So here I am in Kaunas, Lithuania. I am attending the 6th International Congress of Belarusian Studies, an academic must for researchers studying Belarus. I am here for the first time in a capacity of a PhD student and want to share my work-in-progress.
Feels a bit excited and I do not know what to expect. Well, I need to give a presentation of my paper, that is for sure. There will be some discussion afterwards, that is for sure.
“PhD tends to isolate, to some extent”, I remember I heard that a lot last year, when have just started my PhD programme. Yes, it does, indeed. We often spend hours in libraries, or at other intellectually-friendly places, studying others’ writings. I consider myself lucky, because my research draws on ethnographic methods and I can work with people, and learn from them.
Anyway, from time to time it is good to share our work, even work-in-progress, with others, more experienced. Feedback is priceless. We can learn what have been done rightly, what needs to be enhanced, and, in general, how we are doing scholarly. Feedback can hurt, but does not harm.
Let’s see what more experienced scholars have shared with me.
A few extracts from what I have heard:
“This is just a conference. You go, present your stuff and then discuss it. You can learn for free what is wrong with it. So appreciate it”.
“You need to relax and just do your best. This is just a part of being in an academic community. We, researchers, need to communicate with each other. Conferences are great places to do that”.
“Do networking there. Don’t isolate yourself. Come out of your “cave”. Conferences allow you to meet new people, scholars, often dealing with similar subjects to yours. Go and speak to them, use the fact that they are happy to discuss your research. Do you have a business cardon you?”.
And last, but not least:
“Attending conferences is usually fun and it involves travelling.Enjoy your stay in Kaunas!”

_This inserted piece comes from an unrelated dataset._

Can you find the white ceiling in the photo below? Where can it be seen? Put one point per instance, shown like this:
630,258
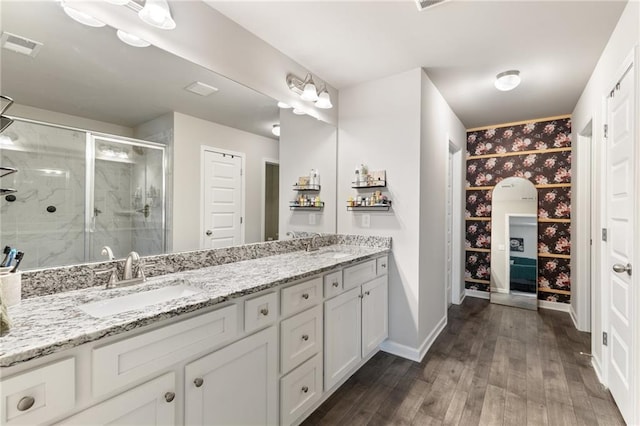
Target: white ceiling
88,72
461,44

It does sound inviting, doesn’t it? I will experience it myself tomorrow. Now I need to brush up my power point presentation with main talking points. And I, definitely, will share my insights and pictures on blog.

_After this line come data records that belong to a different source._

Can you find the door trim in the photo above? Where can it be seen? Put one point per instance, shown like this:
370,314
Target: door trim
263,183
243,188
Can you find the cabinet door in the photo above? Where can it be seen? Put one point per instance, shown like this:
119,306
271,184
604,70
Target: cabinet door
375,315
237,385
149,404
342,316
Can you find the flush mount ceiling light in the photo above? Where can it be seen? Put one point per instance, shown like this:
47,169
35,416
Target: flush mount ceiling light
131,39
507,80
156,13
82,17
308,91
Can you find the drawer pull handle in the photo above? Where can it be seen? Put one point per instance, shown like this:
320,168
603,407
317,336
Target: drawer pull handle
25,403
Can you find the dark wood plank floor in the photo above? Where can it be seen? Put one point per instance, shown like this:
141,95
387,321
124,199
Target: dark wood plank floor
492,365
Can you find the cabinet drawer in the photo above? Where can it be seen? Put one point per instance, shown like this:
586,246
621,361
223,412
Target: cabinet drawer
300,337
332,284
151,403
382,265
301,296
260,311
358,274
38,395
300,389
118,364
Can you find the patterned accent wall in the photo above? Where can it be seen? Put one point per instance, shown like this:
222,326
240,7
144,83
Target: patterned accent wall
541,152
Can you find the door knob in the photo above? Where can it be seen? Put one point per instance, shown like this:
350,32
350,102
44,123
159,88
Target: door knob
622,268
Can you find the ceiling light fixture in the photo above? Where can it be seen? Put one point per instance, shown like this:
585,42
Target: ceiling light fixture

Anyway, please keep your fingers crossed for me!
2 thoughts on “Giving my First Academic Paper Presentation”
Yes, I do definitely agree with your post. Being at a conference it’s being helpful to get to know other people doing thing which sometimes are surprisingly close to what you do (which is really encouraging, as I tend to think that nobody else is).
Good luck with the blog!
Thanks for your comment Kristian. I totally agree with you. I think attending conferences is just a nice must for researchers and, especially us, PhD students, because we can overcome this ‘isolation’ and feel as part of the bigger community of people working on subjects like ours. Actually, I’m looking forward to reading your new posts on your blog!